General

Security Tools for the Budget Conscious ISP, Part II: Network Vulnerability Assessment Tools

by Lisa Phifer VP Core Competence, Inc. [January 30, 2004]

Internet scanning is obvious, but why scan from inside? Statistics show that insider attacks are actually more prevalent than outsider attacks. Moreover, if an attacker "gets root" on an Internet-facing server, that server can become a platform for penetrating deeper into your network, so it's a good idea to minimize how much can be seen from anywhere. Inside scans often identify services you didn't know were running—even hosts you didn't realize existed.

For software that can help you conduct your own network vulnerability assessment, here's a non-exhaustive list of commercial scanners:

• Cycorp CycSecure Scanner
• eEye Retina Network Security Scanner
• Foundstone Professional Scanner
• GFI LANguard Network Security Scanner
• ISS Internet Scanner
• SAINT Vulnerability Scanner
• Symantec NetRecon Scanner

Typically, you install scanner software on a test platform and use a discovery module to map target network(s), starting from specified subnets or hostnames. You then scan discovered nodes, controlling scope and depth by selecting from built-in tests. Results may be written to report files or a database for later comparison. Commercial scanners usually make it easy to start with built-in tests, define a scan profile, establish a baseline, and repeat that scan at intervals to spot changes.

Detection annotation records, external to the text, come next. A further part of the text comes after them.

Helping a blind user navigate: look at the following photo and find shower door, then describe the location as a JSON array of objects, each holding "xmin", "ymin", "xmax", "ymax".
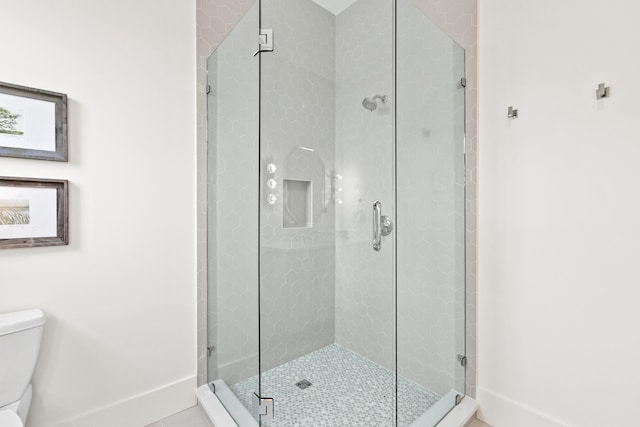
[
  {"xmin": 259, "ymin": 0, "xmax": 396, "ymax": 426},
  {"xmin": 253, "ymin": 0, "xmax": 464, "ymax": 426}
]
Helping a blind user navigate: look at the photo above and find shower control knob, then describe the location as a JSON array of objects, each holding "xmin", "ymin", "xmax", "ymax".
[{"xmin": 382, "ymin": 215, "xmax": 393, "ymax": 236}]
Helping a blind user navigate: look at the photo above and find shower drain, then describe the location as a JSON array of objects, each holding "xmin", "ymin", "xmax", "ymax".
[{"xmin": 296, "ymin": 380, "xmax": 312, "ymax": 390}]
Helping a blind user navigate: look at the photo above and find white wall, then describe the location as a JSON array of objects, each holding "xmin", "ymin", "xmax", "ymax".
[
  {"xmin": 478, "ymin": 0, "xmax": 640, "ymax": 427},
  {"xmin": 0, "ymin": 0, "xmax": 196, "ymax": 427}
]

Some commercial scanners use open source tools as a foundation, wrapping them inside more friendly graphical interfaces, automated sequencing and scheduling, stronger reporting features, and extended result analysis. But if you'd rather roll-your-own and invest a little elbow grease, here are some handy no-cost network scan tools:

• Foundstone ScanLine is for those who prefer a command line tool for highly-parallel scanning of very large networks. This free Windows-based utility supports ICMP timestamp scanning, TCP scanning, UDP scanning, and banner grabs.
• Foundstone's SuperScan is a very fast, multi-threaded, asynchronous TCP-based port scanner, ICMP pinger, and hostname resolver. This free tool can scan any IP or port range (including built-in port lists) and automatically connect to any discovered port with configurable "helper" applications. Free companion tools include Trout, MessengerScanCheck, SQLScan, BOPing, CIScan, and RPCScan. To view sample SuperScan output, click here.
• Internet Security Scanner was originally developed as shareware before being commercialized by ISS; old unsupported-but-free software is still available from several Web sites. This popular command line scanner checks for common vulnerabilities related to services like Telnet, Sendmail, FTP, NIS, and NFS.
• Nessus is a very popular, easy-to-use open source security scanner. Nessus Server source code and binaries are available for just about any *NIX system. The Nessus GUI Client runs separately on *NIX or Win32 hosts. Over 1200 security tests have been developed as Nessus plug-ins. Or you can also write your own tests using the Nessus Attack Scripting Language.
• Nmap ("Network Mapper") is a popular open source tool for exploring networks, large and small. Nmap uses raw IP packets to identify hosts, operating systems, services, software versions, and configured filters. Nmap and NmapFE (an X-Windows GUI) are available in many formats, including source code, Windows (95/98/NT/ME/2K/XP), MacOS X, Linux RPM, FreeBSD, OpenBSD, Solaris, and HP-UX. To view sample Nmap output, click here.
• Router Audit Tools (RAT) are a suite of freely-available command line tools that can scan devices running Cisco IOS for compliance with security settings recommended by the Center for Internet Security (CIS). RAT can run from any Windows or *NIX host with access to router config files. The RAT distribution includes a security configuration guide, questionnaire, and benchmark to help you get started.
• SARA (Security Auditor's Research Assistant) is a free updated version of the older Security Administrator Tool for Analyzing Networks (SATAN). SARA checks nodes for known vulnerabilities, including CVEs and the FBI/SANS Top 20. Results are stored in a database, viewed through any browser. SARA uses Perl and runs on most *NIX platforms.